Teoman Hoca, 74 yaşında hayata gözlerini yumdu.

Peki değerini bildik mi?

Daha doğrusu yaşarken, ondan yeterince istifade edebildik mi?

Kaç kez Zonguldak'a davet edip engin görüşlerinden istifade etmenin yollarını aradık?

Hangi bürokrat, hangi siyasetçi ya da üniversitemizdeki akademisyenlerden hangisi onu Zonguldak halkıyla kucaklaştırdı. Yapan olduysa, çabalayan çıktıysa onları huzurunuzda alkışlıyorum. Fakat bendeniz, 15-20 yıldır Şaban Teoman Duralı'nın adını Bilim Sanat Merkezi'ne(BİLSEM) ve bir okula verilmesi dışında duymadım.

Acaba, Şaban Teoman Duralı hocamız, karısını aldatmakla suçlanan bir adamın canlı yayına bağlanıp pişkince "Öncelikle kestane balının diyarı Zonguldak Gökçebey Pazarlıoğlu köyünden tüm dünyaya selamlar" sözleri kadar gündemde yer tuttu mu?

Halk absürd şeyleri istiyor, medya yer veriyor.

Yazımın başındaki sözleri, onun kültür kanalı TRT 2'deki bir söyleşisinden not ettim. Bugün öğle saatlerinde dikkatimi çekince bir çırpıda buraya kaydedip sizlerle paylaşmak istedim.

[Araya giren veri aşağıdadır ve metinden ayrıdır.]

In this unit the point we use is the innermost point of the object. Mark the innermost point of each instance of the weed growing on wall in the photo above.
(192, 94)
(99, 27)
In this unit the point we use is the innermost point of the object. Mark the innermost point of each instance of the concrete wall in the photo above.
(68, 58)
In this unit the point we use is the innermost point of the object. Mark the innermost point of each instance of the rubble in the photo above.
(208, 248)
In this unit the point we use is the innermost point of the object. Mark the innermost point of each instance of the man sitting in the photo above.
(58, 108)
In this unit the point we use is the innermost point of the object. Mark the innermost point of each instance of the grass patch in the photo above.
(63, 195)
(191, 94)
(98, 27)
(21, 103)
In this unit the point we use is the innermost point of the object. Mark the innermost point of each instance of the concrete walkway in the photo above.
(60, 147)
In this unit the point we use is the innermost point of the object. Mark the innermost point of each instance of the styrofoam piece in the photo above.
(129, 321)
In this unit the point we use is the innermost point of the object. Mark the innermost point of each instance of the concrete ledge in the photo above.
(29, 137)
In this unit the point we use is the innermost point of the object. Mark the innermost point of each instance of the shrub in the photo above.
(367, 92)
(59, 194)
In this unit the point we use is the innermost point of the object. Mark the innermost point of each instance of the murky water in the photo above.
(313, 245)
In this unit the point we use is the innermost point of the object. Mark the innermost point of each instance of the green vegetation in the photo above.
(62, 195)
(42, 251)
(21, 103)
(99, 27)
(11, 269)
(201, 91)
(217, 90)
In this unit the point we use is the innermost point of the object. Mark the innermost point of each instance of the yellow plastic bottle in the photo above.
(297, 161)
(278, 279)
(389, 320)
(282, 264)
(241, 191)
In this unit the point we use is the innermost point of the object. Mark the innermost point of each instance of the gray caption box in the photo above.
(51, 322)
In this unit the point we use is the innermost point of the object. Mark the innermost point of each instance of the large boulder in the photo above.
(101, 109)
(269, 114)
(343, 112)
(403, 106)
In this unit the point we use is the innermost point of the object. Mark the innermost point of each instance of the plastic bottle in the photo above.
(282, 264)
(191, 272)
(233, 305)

Bu vesileyle Pazarlıoğlulu Fehmi kadar olamasa da Şaban Teoman Hoca'nın hakkını Zonguldaklı hemşerilerine bir nebze de olsa teslim etmiş olalım.

Kim bilir belki, günün birinde belediyemiz, üniversitemiz veya diğer resmi kurumlarımız, nadide bilim insanının adını doğduğu topraklarda yaşatacak kararlar alırlar.

Allah rahmet etsin, mekanı Cennet olsun.